On St. Patrick’s Day I made corned beef and cabbage, which turned out well. There isn’t too much to report on that front, because all I did is follow the directions on the corned beef bag. After, however, Leah had the idea of turning the leftover broth and vegetables into soup, and as it turns out, corned beef soup is pretty good!
I am a huge fan of re-purposing foods. I feel like I practically grew up on leftovers, or at least they were always my favorite food when young. My best friend Johnny would eat at our house frequently in middle and high school, and he ended up nicknaming us “the leftover family.” I think my parents were busy, and whenever my mom or dad could double a recipe and then serve it as something else a few days later, they would. So this isn’t much of a recipe, which is why it is going under the “Jeff” section on the “Batch” page—with all the other goofball foods (“bachelor delight,” anyone?). Try it out though!

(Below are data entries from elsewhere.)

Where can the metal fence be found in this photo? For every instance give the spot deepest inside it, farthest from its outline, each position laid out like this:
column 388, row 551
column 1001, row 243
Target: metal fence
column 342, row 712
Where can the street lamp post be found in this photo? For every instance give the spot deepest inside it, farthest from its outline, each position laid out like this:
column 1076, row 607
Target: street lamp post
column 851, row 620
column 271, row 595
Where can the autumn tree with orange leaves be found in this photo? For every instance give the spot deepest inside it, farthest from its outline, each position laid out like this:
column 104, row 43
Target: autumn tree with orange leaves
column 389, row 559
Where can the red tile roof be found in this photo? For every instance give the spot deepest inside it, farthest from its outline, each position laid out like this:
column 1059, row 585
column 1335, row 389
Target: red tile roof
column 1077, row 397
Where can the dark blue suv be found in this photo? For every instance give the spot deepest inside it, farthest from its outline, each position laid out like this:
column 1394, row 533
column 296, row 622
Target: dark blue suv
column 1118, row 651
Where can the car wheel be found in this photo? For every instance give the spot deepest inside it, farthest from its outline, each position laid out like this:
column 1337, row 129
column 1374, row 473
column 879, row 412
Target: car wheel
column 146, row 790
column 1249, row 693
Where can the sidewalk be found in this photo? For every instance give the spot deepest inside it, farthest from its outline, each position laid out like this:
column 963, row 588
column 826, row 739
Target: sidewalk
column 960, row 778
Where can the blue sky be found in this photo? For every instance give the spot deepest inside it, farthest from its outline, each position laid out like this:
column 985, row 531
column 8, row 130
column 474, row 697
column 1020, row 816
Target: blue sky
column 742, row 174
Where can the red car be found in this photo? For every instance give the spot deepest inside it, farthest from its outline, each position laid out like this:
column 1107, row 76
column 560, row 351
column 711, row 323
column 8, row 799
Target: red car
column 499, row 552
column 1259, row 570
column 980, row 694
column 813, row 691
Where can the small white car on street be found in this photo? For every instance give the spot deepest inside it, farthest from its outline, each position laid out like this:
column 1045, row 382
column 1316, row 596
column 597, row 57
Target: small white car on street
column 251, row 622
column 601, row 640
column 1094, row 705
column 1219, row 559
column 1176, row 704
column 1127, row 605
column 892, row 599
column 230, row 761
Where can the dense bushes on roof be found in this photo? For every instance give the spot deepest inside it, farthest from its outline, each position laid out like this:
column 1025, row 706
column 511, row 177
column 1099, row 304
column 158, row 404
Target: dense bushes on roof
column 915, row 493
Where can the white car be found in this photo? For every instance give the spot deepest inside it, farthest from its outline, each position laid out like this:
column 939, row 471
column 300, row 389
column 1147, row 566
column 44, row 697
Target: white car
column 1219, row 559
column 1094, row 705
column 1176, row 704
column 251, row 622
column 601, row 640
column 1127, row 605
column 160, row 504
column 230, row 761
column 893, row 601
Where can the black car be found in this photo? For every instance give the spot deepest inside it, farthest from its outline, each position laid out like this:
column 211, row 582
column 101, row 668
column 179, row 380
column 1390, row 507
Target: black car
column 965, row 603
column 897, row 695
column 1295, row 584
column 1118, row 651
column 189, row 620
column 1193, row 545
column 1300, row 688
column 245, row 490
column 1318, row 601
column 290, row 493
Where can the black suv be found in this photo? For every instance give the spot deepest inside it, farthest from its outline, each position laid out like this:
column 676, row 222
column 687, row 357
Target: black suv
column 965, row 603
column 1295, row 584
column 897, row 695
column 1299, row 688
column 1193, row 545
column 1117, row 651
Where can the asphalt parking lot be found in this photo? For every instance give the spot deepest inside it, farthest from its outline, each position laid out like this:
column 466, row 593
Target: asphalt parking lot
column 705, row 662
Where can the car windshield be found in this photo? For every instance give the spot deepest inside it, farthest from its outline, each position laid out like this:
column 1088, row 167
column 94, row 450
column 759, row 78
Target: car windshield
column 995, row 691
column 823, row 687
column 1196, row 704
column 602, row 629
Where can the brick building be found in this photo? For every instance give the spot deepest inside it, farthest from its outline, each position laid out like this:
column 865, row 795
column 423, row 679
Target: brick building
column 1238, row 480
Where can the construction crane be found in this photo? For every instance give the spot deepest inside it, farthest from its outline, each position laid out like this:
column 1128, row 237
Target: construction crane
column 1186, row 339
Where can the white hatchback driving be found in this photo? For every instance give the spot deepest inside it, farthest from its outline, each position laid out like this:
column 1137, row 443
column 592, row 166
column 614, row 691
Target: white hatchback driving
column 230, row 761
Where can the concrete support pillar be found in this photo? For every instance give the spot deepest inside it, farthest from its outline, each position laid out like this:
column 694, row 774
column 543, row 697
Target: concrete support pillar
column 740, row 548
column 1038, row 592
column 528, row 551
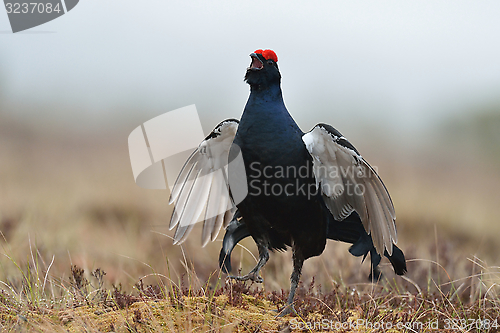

So the first part—the corned beef. The internet will show you a few different ingredients to use. Here’s what I did:
- 3.15 lb. corned beef
- A whole bag of small red potatoes
- A couple carrots
- A large parsnip
- Half an onion
- A head of cabbage
- Enough water to cover everything
For the corned beef I used a crock pot. To go through making it very quickly, everything but the cabbage goes in initially. To prepare:
- Chop the potatoes into fourths or fifths
- Skin the parsnip and carrots (and by the way, ever since Leah made parsnip mash after I had lip surgery, I can’t get enough of it—it’s truly an underused vegetable)
- Chop up the half onion
- Put in enough water to cover everything, then it cook on low for about six hours
- Half an hour before serving divide the cabbage into four or five wedges and throw it in as well
That’s it, and then once the meat is eaten just transfer what’s left into a large pot. We considered adding bouillon cubes, but honestly, the broth didn’t need anything else. This surprised me a bit, since good broths seem to come from bones and corned beef is boneless, but Leah said the broth was delicious because of corned beef’s fat. This makes the broth look a little filmy when cold, but once you bring the pot to heat it starts looking—and smelling—good. Then for two new ingredients:
- One cup of shredded rotisserie chicken
- One to two cups of egg noodles
Tear off the chicken with a fork and add it as the soup boils, and add the egg noodles five minutes before serving—the directions are simple. Without exaggeration this made the best chicken noodle soup I’ve ever had. Chicken noodle soup can be watery, but this corned beef chicken noodle soup (I guess we’ll call it that) had substance. Leah and I will be making this in the future, and if you know of any great ways to re-purpose common dishes, let us know—we’d love to hear your ideas!